All’impatto immediato sull’occupazione, si accompagnano anche effetti domino e di lungo periodo, da non sottovalutare. La scomparsa di attività per lo shock della domanda (Federculture allerta su diminuzioni di incassi e fatturati fino al 70 per cento, più evidenti in Lombardia, Piemonte e Veneto, ma estesi a tutta la penisola) tristemente ingenera un impoverimento nei settori culturali e, così, un imbarbarimento civile (secondo i dati Istat, solo tra marzo e maggio 2020, si è registrata una mancata affluenza di 19 milioni di visitatori nei musei italiani) e una perdita di vitalità dei centri e delle comunità (in proposito l’Istat rileva un calo del 63,9 per cento delle presenze negli esercizi ricettivi tra luglio e settembre 2020), oltre ad un appiattimento nella diversità culturale.

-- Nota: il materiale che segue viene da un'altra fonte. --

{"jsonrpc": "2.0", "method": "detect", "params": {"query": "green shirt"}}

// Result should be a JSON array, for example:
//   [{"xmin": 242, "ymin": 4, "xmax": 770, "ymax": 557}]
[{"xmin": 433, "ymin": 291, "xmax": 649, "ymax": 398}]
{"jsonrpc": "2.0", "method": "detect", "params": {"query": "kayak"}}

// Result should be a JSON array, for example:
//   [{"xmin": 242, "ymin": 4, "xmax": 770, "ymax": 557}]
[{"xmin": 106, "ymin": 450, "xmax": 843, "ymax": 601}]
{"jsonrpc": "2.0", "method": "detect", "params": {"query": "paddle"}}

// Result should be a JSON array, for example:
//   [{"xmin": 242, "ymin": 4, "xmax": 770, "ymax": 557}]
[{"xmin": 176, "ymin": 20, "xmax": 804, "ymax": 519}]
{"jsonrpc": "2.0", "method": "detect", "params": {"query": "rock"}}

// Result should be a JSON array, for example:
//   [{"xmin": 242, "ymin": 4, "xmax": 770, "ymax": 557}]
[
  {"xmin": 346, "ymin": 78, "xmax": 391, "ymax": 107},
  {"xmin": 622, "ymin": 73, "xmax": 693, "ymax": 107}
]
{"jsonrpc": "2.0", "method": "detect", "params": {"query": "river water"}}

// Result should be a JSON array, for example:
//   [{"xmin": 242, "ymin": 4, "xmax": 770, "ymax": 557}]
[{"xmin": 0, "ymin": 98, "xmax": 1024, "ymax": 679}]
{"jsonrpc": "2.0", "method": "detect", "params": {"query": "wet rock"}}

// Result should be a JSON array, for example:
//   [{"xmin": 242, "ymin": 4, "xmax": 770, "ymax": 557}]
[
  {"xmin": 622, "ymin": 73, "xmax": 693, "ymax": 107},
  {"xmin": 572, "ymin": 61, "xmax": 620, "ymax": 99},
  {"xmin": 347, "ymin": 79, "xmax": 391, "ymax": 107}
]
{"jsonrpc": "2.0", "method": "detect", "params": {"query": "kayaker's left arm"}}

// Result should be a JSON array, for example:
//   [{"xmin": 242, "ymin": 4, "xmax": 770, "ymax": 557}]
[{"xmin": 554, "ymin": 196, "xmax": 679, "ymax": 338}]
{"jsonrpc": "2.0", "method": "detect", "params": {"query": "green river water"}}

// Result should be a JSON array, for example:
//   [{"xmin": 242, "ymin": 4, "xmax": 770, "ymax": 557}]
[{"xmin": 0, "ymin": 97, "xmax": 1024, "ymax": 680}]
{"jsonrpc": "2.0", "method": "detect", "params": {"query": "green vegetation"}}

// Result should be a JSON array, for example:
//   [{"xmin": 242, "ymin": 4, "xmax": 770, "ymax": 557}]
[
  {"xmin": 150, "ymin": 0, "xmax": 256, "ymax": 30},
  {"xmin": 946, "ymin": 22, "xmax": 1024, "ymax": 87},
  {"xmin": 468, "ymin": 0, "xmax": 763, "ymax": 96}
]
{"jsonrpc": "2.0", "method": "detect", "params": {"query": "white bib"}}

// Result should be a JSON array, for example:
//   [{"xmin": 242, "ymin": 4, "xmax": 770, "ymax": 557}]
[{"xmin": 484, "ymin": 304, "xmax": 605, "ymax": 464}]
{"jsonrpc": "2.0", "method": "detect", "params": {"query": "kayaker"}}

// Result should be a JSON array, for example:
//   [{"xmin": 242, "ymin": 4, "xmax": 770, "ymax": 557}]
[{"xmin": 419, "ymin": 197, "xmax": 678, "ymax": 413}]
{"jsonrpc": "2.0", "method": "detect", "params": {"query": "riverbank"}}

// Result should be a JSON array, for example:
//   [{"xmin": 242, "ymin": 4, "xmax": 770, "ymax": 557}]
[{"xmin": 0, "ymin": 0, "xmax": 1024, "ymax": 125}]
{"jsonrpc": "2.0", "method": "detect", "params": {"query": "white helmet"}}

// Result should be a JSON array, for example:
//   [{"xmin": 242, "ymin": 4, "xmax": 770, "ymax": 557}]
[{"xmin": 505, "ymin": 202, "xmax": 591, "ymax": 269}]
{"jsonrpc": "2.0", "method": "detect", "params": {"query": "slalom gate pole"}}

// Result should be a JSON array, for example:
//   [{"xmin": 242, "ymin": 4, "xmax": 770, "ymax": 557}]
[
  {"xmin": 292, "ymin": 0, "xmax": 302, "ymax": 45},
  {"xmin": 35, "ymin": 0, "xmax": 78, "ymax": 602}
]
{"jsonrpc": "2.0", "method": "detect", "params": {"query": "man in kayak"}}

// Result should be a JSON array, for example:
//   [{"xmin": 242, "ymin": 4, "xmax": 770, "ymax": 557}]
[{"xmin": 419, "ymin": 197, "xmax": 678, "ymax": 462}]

Se non sono sufficienti considerazioni etiche, più in generale si può riflettere su quale sia il peso della creatività nell’economia nazionale, dove la cultura è uno dei motori trainanti ed esalta la qualità e la competitività del Made in Italy. Secondo le rilevazioni ante-Covid19 di UnionCamere-Symbola, le imprese del settore produttivo culturale e creativo sono 416.080, operano in 897 Comuni e si trovano su un ideale podio sia rispetto al valore aggiunto (terzo posto con 95,7 milioni di euro dopo PA e Attività professionali) che all’occupazione (terzo posto con 1,5 milioni di unità, dopo Istruzione e Settore delle costruzioni). A tutto ciò si aggiungono importanti effetti moltiplicativi (2,19 per le Industrie creative; 2,11 per il patrimonio storico e artistico; 1,28 per le Industrie culturali e 1,19 per le Performing Arts), perché a fronte di un sistema produttivo culturale e creativo da 95,8 miliardi di euro, si ottiene un valore aggiunto creato nel resto dell’economia pari a 169,6 miliardi di euro, per un totale pari a 265,4 miliardi di euro per l’intera filiera, che attiva molti e diversi settori, dal commercio al trasporto. Per capire che anche Carmina dant panem.